The Curtains Close for 2015

It’s been a year full of ups and downs.

This year, I travelled to three new countries, started learning four languages online, began writing poetry and applied for my universities.

On top of that, I managed to post at least once a month as I promised and managed to keep this blog running properly. I even added a new background a kind friend helped to make!

This year is full of mixed emotions. I felt the happiest and saddest this year compared to any other time in my life. I endured hardships and both failed and succeeded. In short, 2015 was the year of life.

Thank you for continuing to visit this blog. If you do have any ideas on how I could improve, I would love to know how to make it better.

With only a day to go before the bell tolls for 2016, I wish everyone a pleaseant New Year!
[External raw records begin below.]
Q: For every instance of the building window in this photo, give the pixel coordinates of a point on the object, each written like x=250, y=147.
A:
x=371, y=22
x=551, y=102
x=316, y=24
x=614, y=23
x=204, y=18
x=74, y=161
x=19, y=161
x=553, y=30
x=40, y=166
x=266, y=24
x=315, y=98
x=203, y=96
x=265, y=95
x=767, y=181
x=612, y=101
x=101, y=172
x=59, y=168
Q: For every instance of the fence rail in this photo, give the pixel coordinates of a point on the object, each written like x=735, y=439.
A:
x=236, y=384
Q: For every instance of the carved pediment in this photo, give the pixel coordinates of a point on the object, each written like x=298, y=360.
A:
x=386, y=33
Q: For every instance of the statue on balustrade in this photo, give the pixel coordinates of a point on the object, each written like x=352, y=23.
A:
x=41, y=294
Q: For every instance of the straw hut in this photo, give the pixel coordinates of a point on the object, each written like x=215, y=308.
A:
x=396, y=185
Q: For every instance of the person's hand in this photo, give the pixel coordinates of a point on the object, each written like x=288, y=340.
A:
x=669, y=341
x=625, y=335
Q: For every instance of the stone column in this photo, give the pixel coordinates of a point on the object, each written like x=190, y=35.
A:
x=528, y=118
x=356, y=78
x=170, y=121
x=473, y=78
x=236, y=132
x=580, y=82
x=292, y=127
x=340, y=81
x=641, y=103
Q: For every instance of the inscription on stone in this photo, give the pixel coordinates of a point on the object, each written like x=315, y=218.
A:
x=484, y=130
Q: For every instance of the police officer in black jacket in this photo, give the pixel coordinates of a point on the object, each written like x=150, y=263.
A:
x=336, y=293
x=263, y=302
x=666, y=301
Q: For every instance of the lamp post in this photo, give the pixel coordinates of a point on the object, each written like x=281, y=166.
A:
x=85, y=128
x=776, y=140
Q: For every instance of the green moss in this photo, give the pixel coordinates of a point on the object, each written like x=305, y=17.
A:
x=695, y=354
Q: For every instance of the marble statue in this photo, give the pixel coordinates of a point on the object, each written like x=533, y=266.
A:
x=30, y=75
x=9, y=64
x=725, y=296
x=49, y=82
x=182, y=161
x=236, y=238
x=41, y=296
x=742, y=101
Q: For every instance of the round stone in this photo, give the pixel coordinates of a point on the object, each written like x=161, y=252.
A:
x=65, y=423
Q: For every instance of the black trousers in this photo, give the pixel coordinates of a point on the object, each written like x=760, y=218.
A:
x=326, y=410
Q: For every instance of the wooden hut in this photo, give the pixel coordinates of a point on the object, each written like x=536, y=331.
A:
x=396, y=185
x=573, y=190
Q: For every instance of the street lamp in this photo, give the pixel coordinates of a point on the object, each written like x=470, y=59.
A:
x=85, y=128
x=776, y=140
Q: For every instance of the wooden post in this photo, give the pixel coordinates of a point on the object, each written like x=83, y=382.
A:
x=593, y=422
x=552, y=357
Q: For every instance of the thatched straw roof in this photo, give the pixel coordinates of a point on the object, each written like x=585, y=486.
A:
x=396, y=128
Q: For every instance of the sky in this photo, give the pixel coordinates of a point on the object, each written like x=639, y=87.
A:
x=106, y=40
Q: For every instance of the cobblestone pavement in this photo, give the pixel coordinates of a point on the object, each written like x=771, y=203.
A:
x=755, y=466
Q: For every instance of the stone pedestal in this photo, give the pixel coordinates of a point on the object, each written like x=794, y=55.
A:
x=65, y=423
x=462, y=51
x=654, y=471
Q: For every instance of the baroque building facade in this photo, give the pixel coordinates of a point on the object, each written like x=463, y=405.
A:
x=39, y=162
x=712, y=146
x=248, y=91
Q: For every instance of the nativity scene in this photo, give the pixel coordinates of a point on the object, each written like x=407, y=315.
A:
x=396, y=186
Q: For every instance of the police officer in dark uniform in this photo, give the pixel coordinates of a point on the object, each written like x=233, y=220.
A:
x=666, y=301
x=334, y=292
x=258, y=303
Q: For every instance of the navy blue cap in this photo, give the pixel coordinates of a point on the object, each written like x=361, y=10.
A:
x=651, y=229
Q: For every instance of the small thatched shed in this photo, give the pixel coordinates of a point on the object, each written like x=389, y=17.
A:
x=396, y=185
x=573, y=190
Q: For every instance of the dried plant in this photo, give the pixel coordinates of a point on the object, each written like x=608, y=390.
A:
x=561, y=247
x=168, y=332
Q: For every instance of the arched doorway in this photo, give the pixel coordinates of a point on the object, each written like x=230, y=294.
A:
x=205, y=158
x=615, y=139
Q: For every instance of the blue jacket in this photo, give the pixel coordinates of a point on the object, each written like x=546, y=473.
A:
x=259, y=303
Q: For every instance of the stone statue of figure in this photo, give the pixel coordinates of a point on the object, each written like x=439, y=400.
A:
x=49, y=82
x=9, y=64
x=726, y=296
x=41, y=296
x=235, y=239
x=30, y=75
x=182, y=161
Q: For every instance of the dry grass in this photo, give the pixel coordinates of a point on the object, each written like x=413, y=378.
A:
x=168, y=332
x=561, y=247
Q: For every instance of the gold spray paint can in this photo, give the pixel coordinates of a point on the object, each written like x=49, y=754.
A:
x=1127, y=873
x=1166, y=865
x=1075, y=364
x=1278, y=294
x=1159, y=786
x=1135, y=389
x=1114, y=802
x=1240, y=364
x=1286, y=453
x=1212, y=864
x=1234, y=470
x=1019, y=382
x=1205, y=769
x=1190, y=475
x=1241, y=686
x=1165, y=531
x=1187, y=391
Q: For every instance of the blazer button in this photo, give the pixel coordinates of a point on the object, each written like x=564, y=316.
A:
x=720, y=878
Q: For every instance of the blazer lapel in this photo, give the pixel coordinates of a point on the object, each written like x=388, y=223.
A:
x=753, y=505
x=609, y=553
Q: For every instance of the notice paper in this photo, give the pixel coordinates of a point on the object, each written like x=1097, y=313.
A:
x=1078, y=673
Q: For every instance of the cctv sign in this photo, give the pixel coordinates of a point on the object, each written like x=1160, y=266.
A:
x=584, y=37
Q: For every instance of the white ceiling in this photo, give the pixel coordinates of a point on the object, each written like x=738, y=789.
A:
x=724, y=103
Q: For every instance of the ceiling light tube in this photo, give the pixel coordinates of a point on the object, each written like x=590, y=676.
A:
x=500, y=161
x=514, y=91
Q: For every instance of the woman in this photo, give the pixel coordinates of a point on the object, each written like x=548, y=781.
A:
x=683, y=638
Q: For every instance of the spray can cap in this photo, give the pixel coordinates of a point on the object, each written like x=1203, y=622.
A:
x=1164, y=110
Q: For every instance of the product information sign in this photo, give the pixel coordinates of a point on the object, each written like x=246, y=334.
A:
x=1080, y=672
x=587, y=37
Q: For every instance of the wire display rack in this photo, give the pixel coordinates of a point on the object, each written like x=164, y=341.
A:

The WordPress.com stats prepared a 2015 annual report for this blog.

Here’s an excerpt:

A San Francisco cable car holds 60 people. This blog was viewed about 1,900 times in 2015. If it were a cable car, it would take about 32 trips to carry that many people.

Click here to see the complete report.

The Poetry of Pain and Catharsis

The Poetry of Pain and Catharsis

Last time I posted, I shared with everyone a poem called ‘Again’, which was written in a confessional style. The poem was set upon a backdrop of turbulent anguish, which is reflective of my emotions at the time of writing the poem.

In the days that followed, I had brief moments of respite from the sadness that I was experiencing, but it got to me nonetheless. I began to regret ever choosing my pre-university programme, the IB Diploma, pointing out that I felt like I was losing my sanity because of it. I was teetering over the edge, so it seemed.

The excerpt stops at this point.